Le deuxième constat est que les niveaux de revenus et de loyers sont manifestement deux facteurs corrélés qui jouent un rôle important dans la problématique des expulsions. L’augmentation de la précarité et un manque cruel de logements abordables sont les causes principales des expulsions.

C’est pourquoi, la libre marchandisation du logement doit être remise en question. Pour lutter contre ce phénomène, il est donc nécessaire d’avoir un contrôle des pouvoirs publics sur les loyers par des mécanismes contraignants et une offre de logements publics bien plus importante. Le logement public est un rempart contre la grande pauvreté qui doit être élargi.

Des violences quotidiennes qui poussent les ménages à la rue

Le troisième constat est que les expulsions touchent une part non-négligeable de ménages en Wallonie. Il ne s’agit pas d’un phénomène marginal mais de violences structurelles et quotidiennes sur des milliers de ménages. En ce qui concerne le nombre d’expulsions prononcées par la justice de paix, le rapport de l’IWEPS estime qu’en 2012 et 2013, il y a eu entre 4.000 et 5.000 jugements concernant des expulsions domiciliaires, soit entre 11 et 14 chaque jour !

L’expulsion est une procédure qui s’étale sur plusieurs mois. Elle est une source intense de stress pour les ménages qui se voient menacés de perdre leur logement. En plus de la peur de se retrouver à la rue, la procédure d’expulsion provoque des sentiments de culpabilité et de honte chez les personnes menacées d’expulsion. Beaucoup d’expulsions se passent de façon invisibles : les personnes préférant partir avant de subir l’humiliation et les conséquences d’une expulsion physique avec le recours d’un huissier et de la police.

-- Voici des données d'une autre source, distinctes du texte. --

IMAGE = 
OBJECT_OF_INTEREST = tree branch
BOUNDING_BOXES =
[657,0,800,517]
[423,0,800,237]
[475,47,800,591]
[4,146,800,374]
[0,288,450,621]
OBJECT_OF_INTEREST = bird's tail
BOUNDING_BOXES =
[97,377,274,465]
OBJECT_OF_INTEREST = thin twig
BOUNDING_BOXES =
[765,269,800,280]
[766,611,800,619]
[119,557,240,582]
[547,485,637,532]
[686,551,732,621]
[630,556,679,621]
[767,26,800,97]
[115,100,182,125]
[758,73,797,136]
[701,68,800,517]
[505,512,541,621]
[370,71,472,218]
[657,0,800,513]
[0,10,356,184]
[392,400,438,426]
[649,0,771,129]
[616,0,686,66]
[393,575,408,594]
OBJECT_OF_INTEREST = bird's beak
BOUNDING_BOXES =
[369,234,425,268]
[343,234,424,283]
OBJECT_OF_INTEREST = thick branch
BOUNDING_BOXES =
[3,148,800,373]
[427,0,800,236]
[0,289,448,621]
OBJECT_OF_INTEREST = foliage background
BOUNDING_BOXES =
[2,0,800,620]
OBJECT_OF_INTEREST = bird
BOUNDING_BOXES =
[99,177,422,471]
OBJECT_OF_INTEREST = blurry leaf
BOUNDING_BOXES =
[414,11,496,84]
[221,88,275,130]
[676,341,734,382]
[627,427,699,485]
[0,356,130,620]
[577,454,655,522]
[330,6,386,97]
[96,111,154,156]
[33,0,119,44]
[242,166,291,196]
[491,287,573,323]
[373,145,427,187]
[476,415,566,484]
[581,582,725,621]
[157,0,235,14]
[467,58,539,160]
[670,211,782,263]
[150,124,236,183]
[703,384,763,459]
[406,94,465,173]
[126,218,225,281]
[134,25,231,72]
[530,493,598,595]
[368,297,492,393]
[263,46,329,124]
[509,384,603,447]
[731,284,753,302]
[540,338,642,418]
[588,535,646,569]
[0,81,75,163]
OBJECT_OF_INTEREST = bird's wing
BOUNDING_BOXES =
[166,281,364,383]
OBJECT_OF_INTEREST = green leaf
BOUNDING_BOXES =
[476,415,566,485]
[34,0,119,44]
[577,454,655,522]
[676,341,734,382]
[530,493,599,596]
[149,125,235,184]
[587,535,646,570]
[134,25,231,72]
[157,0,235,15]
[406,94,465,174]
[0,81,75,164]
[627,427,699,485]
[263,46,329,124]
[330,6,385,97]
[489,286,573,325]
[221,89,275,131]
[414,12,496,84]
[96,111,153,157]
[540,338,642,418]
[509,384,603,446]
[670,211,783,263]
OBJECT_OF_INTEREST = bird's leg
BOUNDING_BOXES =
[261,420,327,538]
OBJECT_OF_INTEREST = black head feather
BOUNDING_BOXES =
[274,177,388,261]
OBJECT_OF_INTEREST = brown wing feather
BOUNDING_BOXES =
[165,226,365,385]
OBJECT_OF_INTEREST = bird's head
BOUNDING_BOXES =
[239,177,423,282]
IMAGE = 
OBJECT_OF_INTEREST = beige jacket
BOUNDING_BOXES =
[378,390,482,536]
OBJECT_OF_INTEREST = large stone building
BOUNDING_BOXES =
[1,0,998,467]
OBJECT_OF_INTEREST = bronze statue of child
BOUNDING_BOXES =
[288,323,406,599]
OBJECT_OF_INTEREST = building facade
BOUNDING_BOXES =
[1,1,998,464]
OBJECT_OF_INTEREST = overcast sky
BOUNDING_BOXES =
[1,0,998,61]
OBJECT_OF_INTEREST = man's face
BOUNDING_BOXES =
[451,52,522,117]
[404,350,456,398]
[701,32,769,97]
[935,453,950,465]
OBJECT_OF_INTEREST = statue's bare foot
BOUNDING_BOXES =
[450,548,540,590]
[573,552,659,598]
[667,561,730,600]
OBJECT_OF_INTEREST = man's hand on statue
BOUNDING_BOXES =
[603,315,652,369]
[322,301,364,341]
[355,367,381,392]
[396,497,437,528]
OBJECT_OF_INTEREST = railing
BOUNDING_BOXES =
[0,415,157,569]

Des travailleuses à bout, face à des locataires en détresse

Le quatrième constat est que les travailleuses et travailleurs sociaux, sont débordés et manquent de moyen pour remplir leurs fonctions et leurs missions de service public tout en faisant face à un manque de logements disponibles à proposer. C'est une souffrance quotidienne de se sentir incapable de répondre aux besoins de personnes en détresse, de ne pas avoir assez de temps, d’être en sous-effectif, de ne pas trouver de solution adéquate, etc. Ils et elles sont la plupart du temps amenées à travailler sur les conséquences plutôt que sur les causes des expulsions. La surcharge de travail dans le domaine social et l’absence récurrente de solutions de relogement devrait être considérée comme faisant partie intégrante de la violence des expulsions.